City of HatePDF, 236 pg. Read: May 27-30, 2020 |
Usually when a book doesn’t work for me (and frequently when it does), there are problems I can point to—thin characters, bad prose, dull language, plot issues, etc. I don’t particularly enjoy talking about those, but they’re easy enough to write about. I hate talking about books that left me cold and disinterested despite being incredibly well-written.
The publisher’s blurb reads:
Recovering alcoholic, lover of secrets, and quickly approaching middle-age, [Hal] Scott discovered his best friend dead in his downtown Dallas apartment. And all fingers point to Scott as the murderer.
There is a conspiracy under way, and it is tied to a gubernatorial campaign, illicit photographs, and a video that will undermine the election. And more than likely get Hal Scott killed.

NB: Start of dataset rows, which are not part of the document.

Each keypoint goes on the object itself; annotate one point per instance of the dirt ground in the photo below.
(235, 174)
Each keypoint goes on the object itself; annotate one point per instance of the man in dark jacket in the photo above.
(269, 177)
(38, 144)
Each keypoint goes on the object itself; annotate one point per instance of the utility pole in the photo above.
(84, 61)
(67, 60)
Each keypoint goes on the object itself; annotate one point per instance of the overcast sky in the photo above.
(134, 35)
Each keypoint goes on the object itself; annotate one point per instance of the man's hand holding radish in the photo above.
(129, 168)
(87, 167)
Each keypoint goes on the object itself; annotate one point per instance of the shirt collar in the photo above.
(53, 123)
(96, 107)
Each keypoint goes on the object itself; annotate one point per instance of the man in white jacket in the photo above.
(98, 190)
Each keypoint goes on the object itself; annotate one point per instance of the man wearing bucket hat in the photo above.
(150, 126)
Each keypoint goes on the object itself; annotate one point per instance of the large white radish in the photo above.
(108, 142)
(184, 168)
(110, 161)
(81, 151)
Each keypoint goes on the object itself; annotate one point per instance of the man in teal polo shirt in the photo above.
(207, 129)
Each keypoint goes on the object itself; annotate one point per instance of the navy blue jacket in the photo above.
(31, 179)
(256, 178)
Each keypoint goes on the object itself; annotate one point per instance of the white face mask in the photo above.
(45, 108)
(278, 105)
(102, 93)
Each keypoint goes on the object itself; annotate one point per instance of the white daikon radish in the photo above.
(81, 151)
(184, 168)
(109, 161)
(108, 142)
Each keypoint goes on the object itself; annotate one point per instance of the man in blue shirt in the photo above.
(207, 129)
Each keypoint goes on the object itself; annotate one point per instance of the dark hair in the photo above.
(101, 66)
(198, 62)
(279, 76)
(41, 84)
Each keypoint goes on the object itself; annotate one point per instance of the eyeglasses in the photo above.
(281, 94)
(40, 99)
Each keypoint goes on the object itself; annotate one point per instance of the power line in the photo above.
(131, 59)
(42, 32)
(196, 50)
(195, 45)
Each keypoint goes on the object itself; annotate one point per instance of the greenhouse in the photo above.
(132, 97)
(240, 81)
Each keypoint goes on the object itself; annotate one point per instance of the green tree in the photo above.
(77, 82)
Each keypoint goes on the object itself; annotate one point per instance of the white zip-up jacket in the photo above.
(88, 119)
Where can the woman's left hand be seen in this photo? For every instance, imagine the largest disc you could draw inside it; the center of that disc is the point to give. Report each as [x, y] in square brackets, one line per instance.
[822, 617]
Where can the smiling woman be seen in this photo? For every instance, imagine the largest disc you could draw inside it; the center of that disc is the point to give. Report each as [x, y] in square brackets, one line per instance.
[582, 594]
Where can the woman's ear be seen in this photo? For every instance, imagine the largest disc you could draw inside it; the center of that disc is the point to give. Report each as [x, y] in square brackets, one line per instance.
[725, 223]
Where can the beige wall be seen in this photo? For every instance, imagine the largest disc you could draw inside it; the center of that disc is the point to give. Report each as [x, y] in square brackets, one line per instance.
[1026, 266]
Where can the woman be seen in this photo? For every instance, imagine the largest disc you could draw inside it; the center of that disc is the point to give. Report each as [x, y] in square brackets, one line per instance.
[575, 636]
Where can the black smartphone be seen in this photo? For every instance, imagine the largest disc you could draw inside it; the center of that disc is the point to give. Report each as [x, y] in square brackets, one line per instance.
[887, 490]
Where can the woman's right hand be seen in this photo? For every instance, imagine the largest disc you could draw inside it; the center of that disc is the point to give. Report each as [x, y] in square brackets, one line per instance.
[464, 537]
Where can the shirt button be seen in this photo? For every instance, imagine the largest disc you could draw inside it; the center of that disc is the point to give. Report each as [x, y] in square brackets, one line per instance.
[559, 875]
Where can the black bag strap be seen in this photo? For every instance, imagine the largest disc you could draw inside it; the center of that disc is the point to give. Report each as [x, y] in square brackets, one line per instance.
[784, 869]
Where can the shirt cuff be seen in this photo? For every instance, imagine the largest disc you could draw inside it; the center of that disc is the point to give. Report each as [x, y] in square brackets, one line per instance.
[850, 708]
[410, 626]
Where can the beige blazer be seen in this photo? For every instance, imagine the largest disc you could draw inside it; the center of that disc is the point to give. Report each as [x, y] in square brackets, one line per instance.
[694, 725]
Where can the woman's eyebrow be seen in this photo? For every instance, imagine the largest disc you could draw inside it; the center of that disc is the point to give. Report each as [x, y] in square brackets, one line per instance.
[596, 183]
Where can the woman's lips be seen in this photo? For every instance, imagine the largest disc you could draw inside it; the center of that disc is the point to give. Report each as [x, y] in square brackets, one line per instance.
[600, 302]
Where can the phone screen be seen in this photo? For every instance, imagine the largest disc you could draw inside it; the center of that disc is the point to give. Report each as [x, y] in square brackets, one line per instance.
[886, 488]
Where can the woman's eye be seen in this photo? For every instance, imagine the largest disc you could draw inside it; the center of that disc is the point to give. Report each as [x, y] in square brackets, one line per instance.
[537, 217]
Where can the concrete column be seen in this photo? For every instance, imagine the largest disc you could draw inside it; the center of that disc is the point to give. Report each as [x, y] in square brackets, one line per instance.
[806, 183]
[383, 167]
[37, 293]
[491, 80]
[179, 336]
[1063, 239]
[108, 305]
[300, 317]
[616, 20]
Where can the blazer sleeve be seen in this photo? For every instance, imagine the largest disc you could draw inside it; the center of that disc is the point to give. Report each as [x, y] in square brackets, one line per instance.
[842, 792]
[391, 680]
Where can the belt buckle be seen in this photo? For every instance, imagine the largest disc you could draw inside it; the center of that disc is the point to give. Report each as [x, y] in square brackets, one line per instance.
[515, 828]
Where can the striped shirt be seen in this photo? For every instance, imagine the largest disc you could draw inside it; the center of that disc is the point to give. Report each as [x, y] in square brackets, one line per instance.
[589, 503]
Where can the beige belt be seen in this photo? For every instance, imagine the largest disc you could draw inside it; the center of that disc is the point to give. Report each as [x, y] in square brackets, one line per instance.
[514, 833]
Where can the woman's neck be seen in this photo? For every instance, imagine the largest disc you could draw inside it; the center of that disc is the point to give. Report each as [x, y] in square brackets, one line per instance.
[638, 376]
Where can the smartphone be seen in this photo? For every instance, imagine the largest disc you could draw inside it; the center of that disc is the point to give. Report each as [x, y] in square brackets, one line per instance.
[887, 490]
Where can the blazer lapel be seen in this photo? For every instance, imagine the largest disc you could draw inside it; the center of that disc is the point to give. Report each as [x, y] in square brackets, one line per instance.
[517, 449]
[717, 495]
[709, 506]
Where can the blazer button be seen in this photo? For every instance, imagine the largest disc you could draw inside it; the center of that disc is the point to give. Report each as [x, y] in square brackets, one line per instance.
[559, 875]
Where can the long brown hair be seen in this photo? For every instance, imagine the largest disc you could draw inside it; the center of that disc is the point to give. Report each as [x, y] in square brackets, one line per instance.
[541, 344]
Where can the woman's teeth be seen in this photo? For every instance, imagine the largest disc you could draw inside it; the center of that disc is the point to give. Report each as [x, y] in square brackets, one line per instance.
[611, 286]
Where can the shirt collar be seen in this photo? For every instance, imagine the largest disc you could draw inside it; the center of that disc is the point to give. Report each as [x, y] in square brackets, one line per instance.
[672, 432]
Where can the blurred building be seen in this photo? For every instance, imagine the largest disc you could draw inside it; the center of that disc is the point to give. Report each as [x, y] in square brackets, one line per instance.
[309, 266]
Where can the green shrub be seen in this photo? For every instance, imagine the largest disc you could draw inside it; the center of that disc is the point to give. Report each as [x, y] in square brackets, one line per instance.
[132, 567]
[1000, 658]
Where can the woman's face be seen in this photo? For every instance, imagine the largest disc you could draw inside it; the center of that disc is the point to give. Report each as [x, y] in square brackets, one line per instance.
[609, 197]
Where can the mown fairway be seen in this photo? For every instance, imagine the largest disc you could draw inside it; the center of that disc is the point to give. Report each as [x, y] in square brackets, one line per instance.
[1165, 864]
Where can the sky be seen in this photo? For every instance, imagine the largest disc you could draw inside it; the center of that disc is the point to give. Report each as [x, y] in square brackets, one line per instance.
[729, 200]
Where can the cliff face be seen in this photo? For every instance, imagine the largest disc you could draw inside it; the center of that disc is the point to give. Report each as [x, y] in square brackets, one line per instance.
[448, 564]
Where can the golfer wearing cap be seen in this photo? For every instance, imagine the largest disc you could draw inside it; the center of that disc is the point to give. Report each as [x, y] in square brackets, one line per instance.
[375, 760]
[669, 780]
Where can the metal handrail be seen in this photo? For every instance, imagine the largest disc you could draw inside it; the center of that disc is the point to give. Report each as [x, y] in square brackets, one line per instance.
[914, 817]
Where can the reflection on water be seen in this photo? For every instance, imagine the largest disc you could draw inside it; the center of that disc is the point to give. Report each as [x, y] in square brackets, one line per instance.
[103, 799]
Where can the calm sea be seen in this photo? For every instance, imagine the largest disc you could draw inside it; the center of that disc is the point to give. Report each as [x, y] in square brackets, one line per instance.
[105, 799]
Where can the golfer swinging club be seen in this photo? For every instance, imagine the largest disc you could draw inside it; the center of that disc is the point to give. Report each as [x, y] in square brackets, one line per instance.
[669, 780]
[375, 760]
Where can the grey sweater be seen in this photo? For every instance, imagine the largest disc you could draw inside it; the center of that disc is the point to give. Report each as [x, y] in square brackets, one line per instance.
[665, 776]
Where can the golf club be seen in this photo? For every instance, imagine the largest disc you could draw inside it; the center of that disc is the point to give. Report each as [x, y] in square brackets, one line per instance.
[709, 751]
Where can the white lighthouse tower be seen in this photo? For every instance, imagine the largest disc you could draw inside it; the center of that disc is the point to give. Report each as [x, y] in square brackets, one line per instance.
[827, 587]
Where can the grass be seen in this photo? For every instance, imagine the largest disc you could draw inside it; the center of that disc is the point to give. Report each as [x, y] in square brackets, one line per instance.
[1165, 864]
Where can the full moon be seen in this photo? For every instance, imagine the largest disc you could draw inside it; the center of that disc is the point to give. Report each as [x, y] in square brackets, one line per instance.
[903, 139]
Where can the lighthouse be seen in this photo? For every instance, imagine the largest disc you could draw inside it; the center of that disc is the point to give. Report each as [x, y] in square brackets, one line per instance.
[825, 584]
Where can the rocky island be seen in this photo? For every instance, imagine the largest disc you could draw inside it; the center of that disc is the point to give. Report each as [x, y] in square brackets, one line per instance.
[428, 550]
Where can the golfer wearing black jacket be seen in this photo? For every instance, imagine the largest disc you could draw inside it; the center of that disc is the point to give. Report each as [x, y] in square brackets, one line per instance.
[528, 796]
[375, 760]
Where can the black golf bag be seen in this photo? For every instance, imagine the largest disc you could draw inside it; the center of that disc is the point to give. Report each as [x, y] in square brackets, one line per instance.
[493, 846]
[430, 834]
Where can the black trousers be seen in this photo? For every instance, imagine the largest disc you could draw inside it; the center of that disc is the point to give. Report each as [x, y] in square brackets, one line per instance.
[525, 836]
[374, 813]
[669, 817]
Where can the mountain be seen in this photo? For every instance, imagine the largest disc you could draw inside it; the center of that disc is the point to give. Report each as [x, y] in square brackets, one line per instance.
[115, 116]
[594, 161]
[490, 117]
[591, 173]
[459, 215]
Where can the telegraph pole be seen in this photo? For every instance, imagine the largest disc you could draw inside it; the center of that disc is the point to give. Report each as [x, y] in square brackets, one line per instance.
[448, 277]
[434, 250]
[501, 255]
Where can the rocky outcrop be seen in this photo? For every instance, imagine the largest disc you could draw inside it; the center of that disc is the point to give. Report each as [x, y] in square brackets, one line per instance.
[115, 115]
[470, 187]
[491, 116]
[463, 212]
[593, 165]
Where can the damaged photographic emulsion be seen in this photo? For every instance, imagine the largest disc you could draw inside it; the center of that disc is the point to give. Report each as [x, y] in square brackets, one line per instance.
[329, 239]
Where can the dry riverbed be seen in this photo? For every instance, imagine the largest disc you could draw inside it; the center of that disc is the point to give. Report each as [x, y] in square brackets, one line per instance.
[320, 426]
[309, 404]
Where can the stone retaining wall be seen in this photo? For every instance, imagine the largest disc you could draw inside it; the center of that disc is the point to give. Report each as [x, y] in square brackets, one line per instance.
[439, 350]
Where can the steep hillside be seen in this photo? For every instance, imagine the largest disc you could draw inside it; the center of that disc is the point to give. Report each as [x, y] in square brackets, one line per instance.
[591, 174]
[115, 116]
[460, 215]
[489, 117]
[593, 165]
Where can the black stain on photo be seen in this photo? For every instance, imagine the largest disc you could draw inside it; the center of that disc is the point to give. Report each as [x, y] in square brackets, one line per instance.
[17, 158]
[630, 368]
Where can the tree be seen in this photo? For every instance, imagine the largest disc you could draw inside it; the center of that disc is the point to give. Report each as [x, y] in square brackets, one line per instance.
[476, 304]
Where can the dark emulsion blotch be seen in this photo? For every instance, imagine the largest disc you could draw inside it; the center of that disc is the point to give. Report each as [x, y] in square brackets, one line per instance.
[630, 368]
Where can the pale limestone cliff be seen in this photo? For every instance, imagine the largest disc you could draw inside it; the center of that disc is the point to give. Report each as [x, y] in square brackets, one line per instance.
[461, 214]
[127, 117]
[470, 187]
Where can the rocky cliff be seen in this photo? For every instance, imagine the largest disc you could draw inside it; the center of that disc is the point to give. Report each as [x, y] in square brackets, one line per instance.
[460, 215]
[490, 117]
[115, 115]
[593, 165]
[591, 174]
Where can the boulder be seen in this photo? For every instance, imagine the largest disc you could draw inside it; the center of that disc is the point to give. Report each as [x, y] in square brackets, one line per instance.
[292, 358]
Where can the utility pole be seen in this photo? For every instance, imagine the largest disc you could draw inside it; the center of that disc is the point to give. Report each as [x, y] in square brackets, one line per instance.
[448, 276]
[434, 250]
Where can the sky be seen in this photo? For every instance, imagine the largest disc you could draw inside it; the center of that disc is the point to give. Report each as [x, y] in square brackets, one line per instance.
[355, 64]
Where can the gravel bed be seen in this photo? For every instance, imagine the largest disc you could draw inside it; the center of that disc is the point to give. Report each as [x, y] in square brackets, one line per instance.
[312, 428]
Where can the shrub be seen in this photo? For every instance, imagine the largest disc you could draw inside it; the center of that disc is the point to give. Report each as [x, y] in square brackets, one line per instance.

The only one Scott can turn to is “Lemon” – the self-proclaimed bastard son of Lee Harvey Oswald. Lemon’s mother owns Conspiracy Books, just blocks away from the old Texas School Book Depository, and she used to dance at the Carousel Club, owned by the notorious Jack Ruby. The FBI, the CIA, and the John Birch Society all want what Lemon has discovered in her mouldering attic. What he found is bigger than them all, and there will be a price to pay for it exposure.
Bank teller Hal Scott seems like an unlikely protagonist in a story of murder, blackmail, and conspiracy theories. Scratch that, he is an unlikely protagonist—I don’t understand why so many characters are drawn to him, rely on him, open up to him, or (the most unlikely) find him to be a threat. But they do. So, you roll with it as he investigates the suicide/murder of a friend and stumbles on to the rest. The resolutions to all the storylines feel incredibly appropriate and fitting—yet I found at least two of them dissatisfying.
Skip this paragraph if you want to avoid spoilers. One of the reasons I don’t see why anyone in Scott’s life would rely on him is that the reader can’t. He’s the worst kind of unreliable narrator—I trust his narration so little that I honestly doubt everything he said. There’s not one word in the blurb above that I can be sure actually ever happened (obviously, I’m speaking in terms of the novel itself, I’m aware that it’s fiction).
I didn’t realize when I read the blurb is that Oswald’s son’s important discovery would’ve been tied to what made his father infamous. That’s on me. I don’t know if I’ve ever been interested in any use of the JFK assassination in fiction—and Miller devoting so much of the novel to it was a major turn-off for me.
I think contemporary noir relies too much on vulgarity, I don’t want to open that can of worms right now, though. I think Miller serves as a prime example of this, and too often comes across as unnecessarily crass. It’s entirely and clearly purposeful. Many writers fall into it out of laziness, I don’t think that’s the case here. I just think it’s wasted effort.
The depictions of addiction—its pull, its effect on the choices (both while using and while clean and sober), the destruction it leaves behind—are the highlight and saving grace of this book. They’re powerful, heart-wrenching, and beautiful (in their own way). There’s an account of suicide that’s so well-written I had to stop reading and simply soak in it for a while after I finished it.
This book comes across as being precisely what the author intended—no mean feat. There’s not a wasted word, not a sentence that doesn’t seem painstakingly crafted. While I can’t recommend this novel, any book that comes across that way isn’t going to get panned by me, either.
There’s a pretty clear theme to my observations—this was not a book written for me. I’m cool with that. It describes most books published, most of which are probably not as well written. There are plenty of people who will feel differently—and should. I hope this book finds its way to their hands.
Disclaimer: I received this eARC from the author via Lori @ TNBBC Publicity in exchange for this post—thanks to both for this, I do appreciate the opportunity (despite what it may read like).